Healthy School Food: Students receive up to fifty percent of their daily calories at school, making it the ideal environment to model healthy eating habits. NEA HIN launched a website, BagtheJunk.org, to educate, mobilize, and empower members of the school community to take action to support healthy snacks and drinks sold in school a la carte lines, vending machines, stores and fundraisers. The website serves to support the federal Smart Snacks in Schools nutrition standards as well as state and local efforts to create healthy school food environments.
Chronic Disease: Many adults, as well as an increasing number of children and young adults, suffer from chronic health problems such as diabetes, heart disease, arthritis, cancer, asthma, and obesity. These diseases are common, costly and can cause major limitations to daily living. The good news is that the majority of chronic diseases are preventable through the adoption of healthy behaviors.
Hunger: While seemingly a paradox to the increasing rate of obesity in the U.S., hunger is also on the rise. In 2012, 14.5 percent of households – 49 million people – were food insecure at some point during that year (i.e. having limited or uncertain access to nutritious, safe foods necessary to lead a healthy lifestyle), including 15.9 million children. That’s 1 in 5 kids who struggle with hunger in the United States. Because children spend the majority of their time at school, the school environment is an ideal venue to identify and address childhood hunger issues through programs like Breakfast in the Classroom.
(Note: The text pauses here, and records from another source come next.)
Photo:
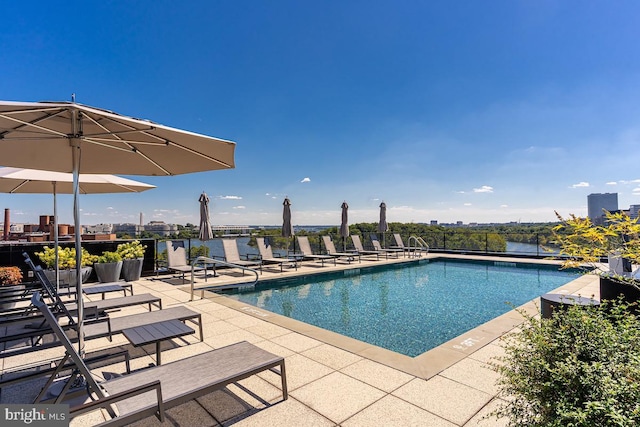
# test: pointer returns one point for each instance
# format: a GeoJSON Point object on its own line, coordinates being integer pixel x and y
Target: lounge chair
{"type": "Point", "coordinates": [266, 255]}
{"type": "Point", "coordinates": [95, 326]}
{"type": "Point", "coordinates": [232, 256]}
{"type": "Point", "coordinates": [415, 251]}
{"type": "Point", "coordinates": [357, 243]}
{"type": "Point", "coordinates": [99, 306]}
{"type": "Point", "coordinates": [151, 391]}
{"type": "Point", "coordinates": [331, 250]}
{"type": "Point", "coordinates": [307, 253]}
{"type": "Point", "coordinates": [101, 288]}
{"type": "Point", "coordinates": [177, 259]}
{"type": "Point", "coordinates": [388, 251]}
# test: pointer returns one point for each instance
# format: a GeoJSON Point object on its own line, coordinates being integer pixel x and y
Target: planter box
{"type": "Point", "coordinates": [11, 291]}
{"type": "Point", "coordinates": [610, 290]}
{"type": "Point", "coordinates": [132, 269]}
{"type": "Point", "coordinates": [68, 276]}
{"type": "Point", "coordinates": [108, 271]}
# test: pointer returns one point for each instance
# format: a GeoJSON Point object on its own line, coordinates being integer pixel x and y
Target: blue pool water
{"type": "Point", "coordinates": [408, 309]}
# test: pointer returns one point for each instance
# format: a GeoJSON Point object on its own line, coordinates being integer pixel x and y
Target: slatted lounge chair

Infectious Disease: Schools bring together, in close proximity, 53 million students and six million adults each day. By their very nature—shared equipment, supplies and space— schools foster the spread of germs and infectious diseases. This section provides information on the most common types of infectious disease in the school environment, including influenza, MRSA, norovirus, blood borne disease, and sexually transmitted diseases (STD) and resources for infectious disease prevention.
Sexual and Reproductive Health: Schools are an optimal location to educate children and young adults about the risks of sexually transmitted diseases and teen pregnancy. Each year there are approximately 19 million new sexually transmitted disease (STD) infections, about half of which are contracted by males and females aged 15-24. In addition, approximately 750,000 teenage girls become pregnant each year. This section offers resources and information on the most common sexual transmitted diseases (STDs) and teen pregnancy prevention.